Some of the behavior resides with the operating system, and as Microsoft’s Scott Van Vliet, CVP of The Intelligent Conversation and Communication Cloud, pointed out, that will vary between Windows and MacOS on the desktop and between iOS and Android on mobile devices. Security will, and should be, a driver, he added.
 
“When you have your video on or your microphone on, you want to make sure that the application using it is the application you’re in. So, maintaining a lock on resources, especially a camera, is critical for the [desktop] experience,” whereas releasing a camera when a user minimizes a meeting on a mobile device is a security sandbox feature, Van Vliet said.
 
Does Microsoft hang onto resources post-meeting? That’s something Van Vliet said he’d have to look into, to “make sure we’re not creating any unnecessary loss on resources that are being used by our application but aren’t released as soon as the meeting ends.”
 
Absolutely, “any application should only hold on to resources for as long as needed,” Javed Khan, SVP and GM of Collaboration at Cisco. “But you have to take a use case-based approach,” he added.
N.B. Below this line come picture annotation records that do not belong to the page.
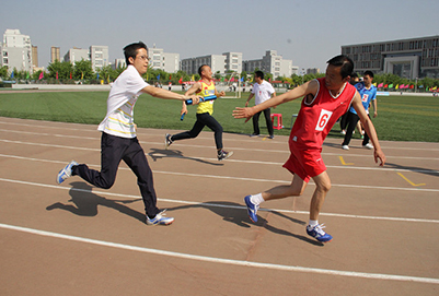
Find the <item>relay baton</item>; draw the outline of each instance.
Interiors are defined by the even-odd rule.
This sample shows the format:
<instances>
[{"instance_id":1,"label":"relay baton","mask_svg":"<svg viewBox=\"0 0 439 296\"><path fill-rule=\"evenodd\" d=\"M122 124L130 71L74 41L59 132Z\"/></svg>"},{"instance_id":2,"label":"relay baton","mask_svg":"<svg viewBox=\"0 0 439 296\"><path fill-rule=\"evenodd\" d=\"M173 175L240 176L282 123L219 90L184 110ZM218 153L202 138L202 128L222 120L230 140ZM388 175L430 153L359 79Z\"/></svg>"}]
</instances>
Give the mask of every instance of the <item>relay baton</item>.
<instances>
[{"instance_id":1,"label":"relay baton","mask_svg":"<svg viewBox=\"0 0 439 296\"><path fill-rule=\"evenodd\" d=\"M217 96L212 95L212 96L200 97L199 102L206 102L206 100L212 100L212 99L217 99ZM186 99L186 105L192 105L192 104L193 104L192 98Z\"/></svg>"},{"instance_id":2,"label":"relay baton","mask_svg":"<svg viewBox=\"0 0 439 296\"><path fill-rule=\"evenodd\" d=\"M201 103L201 102L213 100L213 99L217 99L217 96L216 96L216 95L200 97L200 98L199 98L199 102ZM192 100L192 98L189 98L189 99L186 99L185 103L186 103L186 105L192 105L192 104L193 104L193 100ZM182 114L182 117L180 118L180 120L183 121L185 115L186 115L186 114Z\"/></svg>"}]
</instances>

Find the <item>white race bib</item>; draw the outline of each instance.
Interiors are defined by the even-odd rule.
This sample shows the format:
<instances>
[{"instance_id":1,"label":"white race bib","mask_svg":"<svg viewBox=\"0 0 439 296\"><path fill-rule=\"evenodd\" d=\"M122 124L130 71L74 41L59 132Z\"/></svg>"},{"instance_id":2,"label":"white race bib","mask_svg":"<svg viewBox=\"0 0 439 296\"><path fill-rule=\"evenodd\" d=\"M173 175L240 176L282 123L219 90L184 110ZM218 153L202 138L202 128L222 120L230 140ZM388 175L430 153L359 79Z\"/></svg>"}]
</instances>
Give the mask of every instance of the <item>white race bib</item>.
<instances>
[{"instance_id":1,"label":"white race bib","mask_svg":"<svg viewBox=\"0 0 439 296\"><path fill-rule=\"evenodd\" d=\"M327 125L327 121L330 121L330 118L331 118L332 115L333 115L332 111L322 109L322 110L320 111L320 117L319 117L317 126L315 127L315 130L316 130L316 131L323 131L324 128L325 128L326 125Z\"/></svg>"}]
</instances>

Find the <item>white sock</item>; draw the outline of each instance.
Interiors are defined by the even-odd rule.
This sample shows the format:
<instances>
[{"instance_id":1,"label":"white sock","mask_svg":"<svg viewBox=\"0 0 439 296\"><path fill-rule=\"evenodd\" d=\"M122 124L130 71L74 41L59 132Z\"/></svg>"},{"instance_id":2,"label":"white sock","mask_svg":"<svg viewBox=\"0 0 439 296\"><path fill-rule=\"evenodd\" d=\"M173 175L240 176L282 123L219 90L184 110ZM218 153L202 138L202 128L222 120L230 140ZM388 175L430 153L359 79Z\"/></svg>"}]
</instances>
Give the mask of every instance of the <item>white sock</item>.
<instances>
[{"instance_id":1,"label":"white sock","mask_svg":"<svg viewBox=\"0 0 439 296\"><path fill-rule=\"evenodd\" d=\"M310 226L310 228L317 226L319 225L319 220L310 220L310 223L308 224L308 226Z\"/></svg>"},{"instance_id":2,"label":"white sock","mask_svg":"<svg viewBox=\"0 0 439 296\"><path fill-rule=\"evenodd\" d=\"M259 205L259 204L263 203L265 200L263 199L262 193L257 193L257 194L251 196L251 197L250 197L250 201L251 201L253 204Z\"/></svg>"}]
</instances>

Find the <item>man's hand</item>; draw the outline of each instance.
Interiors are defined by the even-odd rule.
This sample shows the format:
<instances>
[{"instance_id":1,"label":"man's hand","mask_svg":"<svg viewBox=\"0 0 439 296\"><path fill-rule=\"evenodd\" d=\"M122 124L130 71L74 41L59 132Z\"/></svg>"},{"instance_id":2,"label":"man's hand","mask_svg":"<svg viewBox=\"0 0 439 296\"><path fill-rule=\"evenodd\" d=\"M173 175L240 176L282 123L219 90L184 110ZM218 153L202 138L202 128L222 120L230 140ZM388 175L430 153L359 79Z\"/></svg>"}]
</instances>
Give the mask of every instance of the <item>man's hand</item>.
<instances>
[{"instance_id":1,"label":"man's hand","mask_svg":"<svg viewBox=\"0 0 439 296\"><path fill-rule=\"evenodd\" d=\"M247 122L252 116L254 115L253 113L253 108L241 108L241 107L236 107L233 110L233 117L234 118L246 118L245 122Z\"/></svg>"}]
</instances>

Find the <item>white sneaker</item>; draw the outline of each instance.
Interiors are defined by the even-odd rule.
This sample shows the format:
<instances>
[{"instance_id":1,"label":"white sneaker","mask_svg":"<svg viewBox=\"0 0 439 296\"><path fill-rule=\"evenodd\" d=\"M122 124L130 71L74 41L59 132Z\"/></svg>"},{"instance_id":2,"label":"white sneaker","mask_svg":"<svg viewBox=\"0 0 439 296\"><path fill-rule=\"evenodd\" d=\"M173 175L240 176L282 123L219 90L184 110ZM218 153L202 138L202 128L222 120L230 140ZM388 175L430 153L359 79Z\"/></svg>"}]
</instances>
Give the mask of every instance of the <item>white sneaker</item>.
<instances>
[{"instance_id":1,"label":"white sneaker","mask_svg":"<svg viewBox=\"0 0 439 296\"><path fill-rule=\"evenodd\" d=\"M165 217L165 212L166 210L161 211L155 215L155 217L150 218L147 216L147 225L170 225L171 223L174 222L173 217Z\"/></svg>"},{"instance_id":2,"label":"white sneaker","mask_svg":"<svg viewBox=\"0 0 439 296\"><path fill-rule=\"evenodd\" d=\"M367 143L366 145L362 145L362 146L367 147L367 149L373 149L373 145L371 143Z\"/></svg>"}]
</instances>

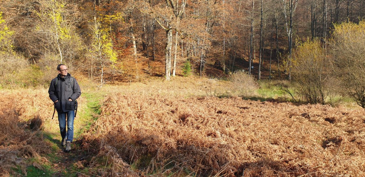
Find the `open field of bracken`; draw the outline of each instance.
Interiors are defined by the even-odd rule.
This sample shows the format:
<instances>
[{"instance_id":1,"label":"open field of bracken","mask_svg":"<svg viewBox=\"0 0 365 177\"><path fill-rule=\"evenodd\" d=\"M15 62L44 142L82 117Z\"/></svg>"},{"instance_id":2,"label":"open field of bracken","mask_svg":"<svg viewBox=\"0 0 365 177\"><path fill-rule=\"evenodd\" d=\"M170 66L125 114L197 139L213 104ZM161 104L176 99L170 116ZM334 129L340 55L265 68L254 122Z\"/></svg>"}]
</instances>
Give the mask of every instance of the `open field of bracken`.
<instances>
[{"instance_id":1,"label":"open field of bracken","mask_svg":"<svg viewBox=\"0 0 365 177\"><path fill-rule=\"evenodd\" d=\"M97 119L78 135L72 162L57 167L77 172L60 176L365 175L364 110L217 97L234 92L215 92L229 90L228 82L193 80L86 90L80 115L90 101L85 97L104 93ZM37 89L2 91L4 174L62 165L50 157L52 139L43 137L58 137L57 118L50 119L46 90ZM82 117L78 129L87 121ZM61 174L55 173L46 176Z\"/></svg>"}]
</instances>

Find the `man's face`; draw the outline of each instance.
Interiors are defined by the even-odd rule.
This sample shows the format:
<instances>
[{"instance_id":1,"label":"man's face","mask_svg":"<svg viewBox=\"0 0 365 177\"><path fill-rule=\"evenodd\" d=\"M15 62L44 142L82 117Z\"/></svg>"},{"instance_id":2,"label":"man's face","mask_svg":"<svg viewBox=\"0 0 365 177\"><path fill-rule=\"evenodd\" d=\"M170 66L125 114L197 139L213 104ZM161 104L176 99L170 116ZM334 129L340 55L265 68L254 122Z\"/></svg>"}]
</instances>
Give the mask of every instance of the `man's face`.
<instances>
[{"instance_id":1,"label":"man's face","mask_svg":"<svg viewBox=\"0 0 365 177\"><path fill-rule=\"evenodd\" d=\"M65 65L62 65L59 67L60 70L58 70L58 73L61 76L66 76L67 75L67 71L68 69L67 67Z\"/></svg>"}]
</instances>

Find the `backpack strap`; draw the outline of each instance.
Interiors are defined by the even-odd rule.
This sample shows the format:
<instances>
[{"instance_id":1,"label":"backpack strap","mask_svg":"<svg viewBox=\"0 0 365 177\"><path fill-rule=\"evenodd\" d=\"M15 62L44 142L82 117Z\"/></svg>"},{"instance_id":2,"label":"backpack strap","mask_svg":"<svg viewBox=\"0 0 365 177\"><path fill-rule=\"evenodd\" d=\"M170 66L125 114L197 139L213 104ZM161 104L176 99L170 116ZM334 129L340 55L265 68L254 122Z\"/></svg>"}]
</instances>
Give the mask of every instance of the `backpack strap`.
<instances>
[{"instance_id":1,"label":"backpack strap","mask_svg":"<svg viewBox=\"0 0 365 177\"><path fill-rule=\"evenodd\" d=\"M56 77L56 78L55 78L55 79L56 79L56 83L54 84L54 86L53 87L54 87L54 89L55 89L56 87L57 86L57 82L58 82L58 77Z\"/></svg>"},{"instance_id":2,"label":"backpack strap","mask_svg":"<svg viewBox=\"0 0 365 177\"><path fill-rule=\"evenodd\" d=\"M71 82L71 85L72 86L72 89L73 90L73 86L75 86L75 83L73 82L73 77L71 76L71 78L70 78L70 82Z\"/></svg>"}]
</instances>

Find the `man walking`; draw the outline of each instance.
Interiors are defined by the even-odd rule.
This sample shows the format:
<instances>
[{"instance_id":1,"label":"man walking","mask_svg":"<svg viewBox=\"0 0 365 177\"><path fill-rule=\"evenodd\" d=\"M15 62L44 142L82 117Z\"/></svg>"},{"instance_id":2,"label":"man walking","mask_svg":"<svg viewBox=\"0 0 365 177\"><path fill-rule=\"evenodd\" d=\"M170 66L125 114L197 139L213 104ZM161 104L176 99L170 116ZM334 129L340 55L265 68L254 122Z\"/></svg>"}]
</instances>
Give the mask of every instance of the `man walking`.
<instances>
[{"instance_id":1,"label":"man walking","mask_svg":"<svg viewBox=\"0 0 365 177\"><path fill-rule=\"evenodd\" d=\"M65 152L69 152L71 150L71 143L73 139L76 100L81 95L81 90L76 79L68 73L68 69L66 65L58 65L57 70L58 75L51 81L48 93L49 98L54 103L54 108L58 115L59 130L62 137L61 145L66 145Z\"/></svg>"}]
</instances>

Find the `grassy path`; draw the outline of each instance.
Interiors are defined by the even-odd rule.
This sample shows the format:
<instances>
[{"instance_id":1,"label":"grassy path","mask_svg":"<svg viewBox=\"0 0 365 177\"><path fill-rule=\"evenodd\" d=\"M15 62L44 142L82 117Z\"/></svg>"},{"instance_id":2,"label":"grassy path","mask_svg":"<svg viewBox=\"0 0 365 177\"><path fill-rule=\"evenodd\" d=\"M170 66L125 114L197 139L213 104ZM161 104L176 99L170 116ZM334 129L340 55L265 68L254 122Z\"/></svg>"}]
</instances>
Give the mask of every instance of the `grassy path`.
<instances>
[{"instance_id":1,"label":"grassy path","mask_svg":"<svg viewBox=\"0 0 365 177\"><path fill-rule=\"evenodd\" d=\"M83 93L81 99L79 99L79 107L74 121L72 150L69 153L64 152L64 147L61 145L61 137L56 114L54 119L48 123L50 125L45 125L48 128L42 132L44 141L48 142L51 150L51 152L45 157L49 162L43 163L45 165L40 168L28 167L27 177L77 176L79 172L74 164L83 156L83 152L79 148L81 135L97 119L96 115L100 114L100 103L104 95L99 92L90 91ZM31 160L36 162L40 160L35 158Z\"/></svg>"}]
</instances>

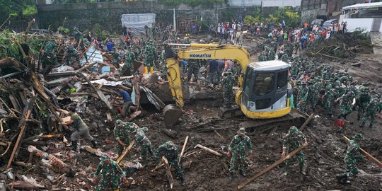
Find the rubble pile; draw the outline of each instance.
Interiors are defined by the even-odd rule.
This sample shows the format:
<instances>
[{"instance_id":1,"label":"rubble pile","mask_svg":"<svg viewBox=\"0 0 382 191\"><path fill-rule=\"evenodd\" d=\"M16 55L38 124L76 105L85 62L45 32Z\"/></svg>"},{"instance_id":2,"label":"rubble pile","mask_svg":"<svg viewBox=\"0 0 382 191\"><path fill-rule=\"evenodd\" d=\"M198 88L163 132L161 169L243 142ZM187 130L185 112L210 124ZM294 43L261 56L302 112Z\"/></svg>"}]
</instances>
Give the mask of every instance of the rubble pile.
<instances>
[{"instance_id":1,"label":"rubble pile","mask_svg":"<svg viewBox=\"0 0 382 191\"><path fill-rule=\"evenodd\" d=\"M351 59L355 57L356 53L373 53L368 33L356 30L326 39L323 43L308 46L306 52L313 57Z\"/></svg>"}]
</instances>

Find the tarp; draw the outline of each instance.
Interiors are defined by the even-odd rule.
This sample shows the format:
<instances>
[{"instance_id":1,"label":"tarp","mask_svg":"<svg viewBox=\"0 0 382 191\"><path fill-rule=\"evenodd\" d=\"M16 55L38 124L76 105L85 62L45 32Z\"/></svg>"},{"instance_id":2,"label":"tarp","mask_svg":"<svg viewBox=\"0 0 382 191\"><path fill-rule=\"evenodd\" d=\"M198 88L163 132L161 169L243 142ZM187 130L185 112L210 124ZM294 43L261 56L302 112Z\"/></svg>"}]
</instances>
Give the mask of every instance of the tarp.
<instances>
[{"instance_id":1,"label":"tarp","mask_svg":"<svg viewBox=\"0 0 382 191\"><path fill-rule=\"evenodd\" d=\"M146 14L123 14L122 15L122 25L131 28L136 35L144 34L144 25L152 28L155 25L154 13Z\"/></svg>"}]
</instances>

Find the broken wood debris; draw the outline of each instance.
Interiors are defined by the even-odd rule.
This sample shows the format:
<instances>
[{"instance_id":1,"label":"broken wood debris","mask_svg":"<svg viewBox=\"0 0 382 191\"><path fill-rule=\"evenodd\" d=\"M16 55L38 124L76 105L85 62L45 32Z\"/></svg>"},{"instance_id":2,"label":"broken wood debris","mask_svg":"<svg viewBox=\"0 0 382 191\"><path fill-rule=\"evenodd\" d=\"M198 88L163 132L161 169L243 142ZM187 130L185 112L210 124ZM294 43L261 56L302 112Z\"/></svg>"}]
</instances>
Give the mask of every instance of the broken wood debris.
<instances>
[{"instance_id":1,"label":"broken wood debris","mask_svg":"<svg viewBox=\"0 0 382 191\"><path fill-rule=\"evenodd\" d=\"M243 188L249 183L255 180L256 178L259 178L260 176L261 176L264 173L267 173L267 171L273 169L274 167L276 167L276 166L280 165L281 163L284 163L284 161L286 161L286 159L290 158L294 155L296 154L301 150L303 149L306 146L308 146L308 144L303 144L303 146L301 146L300 147L296 149L296 150L294 150L294 151L291 151L291 153L288 154L288 155L286 155L285 157L280 158L279 161L276 161L275 163L274 163L271 166L267 167L266 168L263 169L262 170L261 170L258 173L255 174L255 175L253 175L253 176L250 177L250 178L247 179L245 181L243 182L241 184L238 185L238 189L240 190L240 189Z\"/></svg>"}]
</instances>

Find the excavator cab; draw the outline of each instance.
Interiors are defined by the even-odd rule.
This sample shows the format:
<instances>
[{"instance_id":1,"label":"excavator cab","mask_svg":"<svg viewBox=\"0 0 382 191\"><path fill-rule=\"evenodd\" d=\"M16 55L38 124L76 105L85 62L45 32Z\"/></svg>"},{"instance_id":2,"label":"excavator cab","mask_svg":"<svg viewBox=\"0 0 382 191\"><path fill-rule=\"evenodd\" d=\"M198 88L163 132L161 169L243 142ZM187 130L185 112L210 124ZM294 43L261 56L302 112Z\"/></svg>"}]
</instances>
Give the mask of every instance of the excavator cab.
<instances>
[{"instance_id":1,"label":"excavator cab","mask_svg":"<svg viewBox=\"0 0 382 191\"><path fill-rule=\"evenodd\" d=\"M277 60L248 65L243 91L238 92L241 100L238 105L244 115L253 119L269 119L284 116L291 111L289 69L288 64Z\"/></svg>"}]
</instances>

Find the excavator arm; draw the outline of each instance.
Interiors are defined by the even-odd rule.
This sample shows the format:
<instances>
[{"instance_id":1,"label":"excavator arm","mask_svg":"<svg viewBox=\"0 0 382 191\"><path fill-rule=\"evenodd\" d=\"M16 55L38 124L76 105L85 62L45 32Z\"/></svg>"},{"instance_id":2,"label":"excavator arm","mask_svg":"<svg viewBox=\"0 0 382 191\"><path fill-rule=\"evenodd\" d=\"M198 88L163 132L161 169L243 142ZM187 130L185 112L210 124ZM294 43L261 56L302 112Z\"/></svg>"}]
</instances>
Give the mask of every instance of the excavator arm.
<instances>
[{"instance_id":1,"label":"excavator arm","mask_svg":"<svg viewBox=\"0 0 382 191\"><path fill-rule=\"evenodd\" d=\"M178 52L171 47L178 46ZM214 44L168 44L165 46L167 59L167 74L168 83L176 104L181 108L184 106L182 92L182 82L179 69L178 59L234 59L241 66L242 72L245 74L249 64L248 52L243 47L236 45L219 45ZM240 77L241 78L241 77ZM242 83L243 80L239 79ZM240 84L241 86L243 84Z\"/></svg>"}]
</instances>

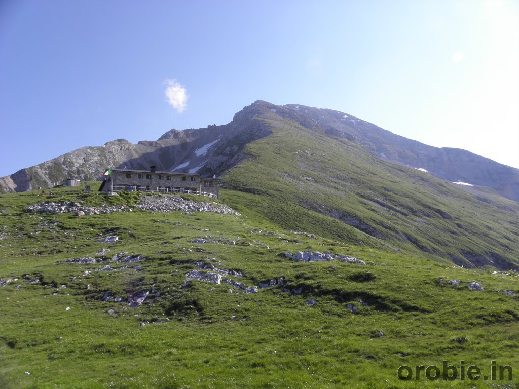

After all, you wouldn’t want an incoming phone call to grab your audio resources if you’re in a video meeting, he noted.
 
While releasing resources to create a seamless user experience is important, the issue is really much bigger than that, suggested Savinay Berry, EVP of product and engineering at Vonage. And it’s not just about security, either, he added. Imagine what having three or four video streams playing simultaneously on a mobile device does to battery life, he said.
 
“How do you control that? How do you manage that? Perhaps what’s really needed to help out users, and which should be looking into, is a standard that vendors can adopt for a shared resource model with “guardrails for security, battery life, and privacy,” Berry suggested.
 
But it’s not just the device in use for communications but the office environment, too, Eric Spadafora, VP and GM of BlueJeans by Verizon, said.
 
“As an industry, interoperability remains essential,” and that goes beyond the “hooking and unhooking of calls,” Spadafora added. “[Interoperability] is where I think all of us can work together to make sure that we’re providing that smooth platform and, ultimately, it’s not a differentiated, for example, to the user by which form factor or what location they’re in,” he said.
 
It all comes down to what’s right for the user experience, of course. As Nat Natarajan, EVP of products and engineering at RingCentral said, “That’s where we will win or lose.” It just has to work, agreed Harry Moseley, CIO at Zoom.
 
BCStrategies is committed to tracking our panelists’ promises to look into how their meeting platforms deal with resources, Burton said. And we’ll all have to keep them accountable.